MUMBAI: The Sensex breaching all-time highs has become passé. Friday was another day it did so, ending at 14,403.77.
Analysts have already started talking about 15,000 levels for the index in the next few weeks, but here’s one report that takes a long enough view where the Sensex hits 50K - yes, 50,000.
According to a JM Morgan Stanley report dated January 31, 2007, “the Sensex could take almost 13 years to breach 50,000 from its current level”.
Before jumping over the moon, investors should know that the 50K projected over the next 13 years would merely mean the index would be rising at a bit more than 10% annually. Some banks already offer interest rates of 9-9.5% for fixed deposits.
The Morgan Stanley report says that this kind of return may not be a source of comfort since it “may not be able to compensate investors for the risks involved in investing in India.

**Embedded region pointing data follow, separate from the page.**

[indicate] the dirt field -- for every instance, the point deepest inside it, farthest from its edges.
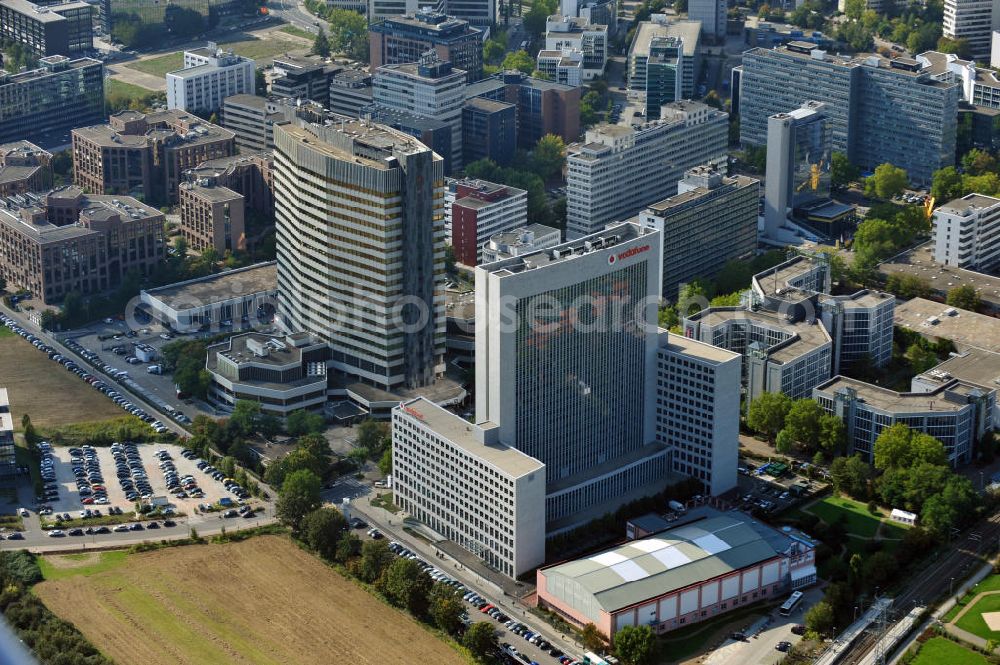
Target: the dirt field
(260, 601)
(46, 390)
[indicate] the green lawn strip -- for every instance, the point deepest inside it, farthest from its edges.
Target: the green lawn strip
(991, 583)
(973, 621)
(942, 651)
(106, 561)
(160, 65)
(859, 521)
(298, 32)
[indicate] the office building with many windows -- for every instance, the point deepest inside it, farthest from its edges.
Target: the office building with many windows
(397, 40)
(572, 386)
(617, 171)
(710, 210)
(460, 480)
(361, 248)
(42, 105)
(698, 409)
(208, 77)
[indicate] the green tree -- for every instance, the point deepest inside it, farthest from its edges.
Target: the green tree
(299, 496)
(321, 45)
(348, 33)
(549, 156)
(842, 172)
(964, 297)
(481, 641)
(636, 645)
(767, 413)
(445, 608)
(946, 184)
(407, 585)
(519, 60)
(886, 182)
(322, 530)
(802, 423)
(375, 559)
(851, 475)
(593, 639)
(820, 618)
(832, 435)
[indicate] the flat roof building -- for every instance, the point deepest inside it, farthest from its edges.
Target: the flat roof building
(681, 576)
(42, 105)
(460, 480)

However, this return appears consistent with the current low levels of risk appetite still making Indian equities attractive in the context of current high levels of risk love”.

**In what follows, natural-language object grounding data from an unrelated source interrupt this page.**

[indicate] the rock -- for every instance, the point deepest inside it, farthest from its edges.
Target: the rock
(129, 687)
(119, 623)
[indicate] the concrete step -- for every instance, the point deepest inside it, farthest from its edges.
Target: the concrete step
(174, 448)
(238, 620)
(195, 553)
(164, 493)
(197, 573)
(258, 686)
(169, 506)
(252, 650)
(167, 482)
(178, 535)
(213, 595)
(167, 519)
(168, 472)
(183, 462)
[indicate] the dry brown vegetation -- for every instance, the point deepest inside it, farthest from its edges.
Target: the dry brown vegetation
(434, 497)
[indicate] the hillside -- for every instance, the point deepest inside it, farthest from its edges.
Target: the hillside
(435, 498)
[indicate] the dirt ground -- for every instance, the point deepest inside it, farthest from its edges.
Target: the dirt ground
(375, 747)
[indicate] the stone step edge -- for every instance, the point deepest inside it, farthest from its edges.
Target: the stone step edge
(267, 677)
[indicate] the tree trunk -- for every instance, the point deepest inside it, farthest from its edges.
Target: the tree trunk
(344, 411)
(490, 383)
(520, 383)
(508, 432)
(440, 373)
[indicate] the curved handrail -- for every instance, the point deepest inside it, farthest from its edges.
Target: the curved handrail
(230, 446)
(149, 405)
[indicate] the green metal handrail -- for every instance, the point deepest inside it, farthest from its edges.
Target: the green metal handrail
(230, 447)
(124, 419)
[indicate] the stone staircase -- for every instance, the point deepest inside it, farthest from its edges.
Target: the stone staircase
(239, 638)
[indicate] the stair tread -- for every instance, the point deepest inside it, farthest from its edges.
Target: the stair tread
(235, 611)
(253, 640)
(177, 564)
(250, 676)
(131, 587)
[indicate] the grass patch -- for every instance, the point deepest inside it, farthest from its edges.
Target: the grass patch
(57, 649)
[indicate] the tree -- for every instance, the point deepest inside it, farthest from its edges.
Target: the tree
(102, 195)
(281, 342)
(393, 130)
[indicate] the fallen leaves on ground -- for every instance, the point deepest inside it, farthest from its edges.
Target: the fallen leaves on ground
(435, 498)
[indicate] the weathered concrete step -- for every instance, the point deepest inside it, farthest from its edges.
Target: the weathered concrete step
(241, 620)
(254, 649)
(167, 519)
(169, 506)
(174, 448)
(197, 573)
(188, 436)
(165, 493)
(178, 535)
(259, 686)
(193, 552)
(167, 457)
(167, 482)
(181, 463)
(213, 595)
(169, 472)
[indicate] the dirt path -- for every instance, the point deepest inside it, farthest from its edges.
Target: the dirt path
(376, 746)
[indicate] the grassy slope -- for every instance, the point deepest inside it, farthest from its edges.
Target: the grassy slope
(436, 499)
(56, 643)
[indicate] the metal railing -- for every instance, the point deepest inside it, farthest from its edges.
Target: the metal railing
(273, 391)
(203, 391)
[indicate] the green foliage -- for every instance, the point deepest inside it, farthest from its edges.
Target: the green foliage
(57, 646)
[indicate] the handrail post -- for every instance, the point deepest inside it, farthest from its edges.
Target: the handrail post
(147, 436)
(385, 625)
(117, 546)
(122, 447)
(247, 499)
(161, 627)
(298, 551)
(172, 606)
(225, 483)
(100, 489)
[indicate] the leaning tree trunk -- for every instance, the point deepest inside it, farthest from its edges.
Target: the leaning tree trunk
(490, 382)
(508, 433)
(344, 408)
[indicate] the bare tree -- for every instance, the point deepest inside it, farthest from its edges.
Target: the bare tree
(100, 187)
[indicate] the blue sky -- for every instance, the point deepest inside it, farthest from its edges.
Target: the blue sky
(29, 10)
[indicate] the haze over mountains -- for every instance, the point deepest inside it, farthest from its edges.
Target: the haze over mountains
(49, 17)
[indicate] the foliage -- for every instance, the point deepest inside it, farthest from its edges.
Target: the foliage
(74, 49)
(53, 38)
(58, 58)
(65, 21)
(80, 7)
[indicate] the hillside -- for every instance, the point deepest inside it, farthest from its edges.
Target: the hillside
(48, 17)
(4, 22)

Ridham Desai and Kuleen Tanna, who authored report, feel that for investors to be compensated with the risk-return premium they deserve, the Sensex should grow at a compounded annual growth rate of 14%, rather than just a tad over 10%.
If this has to happen, critical success factors like GDP growth, interest rates, inflation rate and the success of India’s infrastructure rollout should have to exceed the research house’s most bullish assumptions over the coming years. A growth rate of 13.5% would assume that the Sensex would touch 50,000 in 10 years.
Put in context, these numbers pale in comparison to the 42.33% growth delivered by the index in 2005 and 46.70% in 2006.
And “if things turn bad, returns could shrink to an annual rate of 8.6%, implying that it would require more than 15 years for the BSE Sensex to reach 50,000,” says the report. This would be just a bit better than the yield offered by long-term government bonds.
The report also says less obvious factors like global risk appetite, the pace at which Indian companies globalise, the rate of wage increases, the investment rate, the estimated asset life in the books of accounts and capital structure alterations will also play a role in determining how the benchmark index would grow.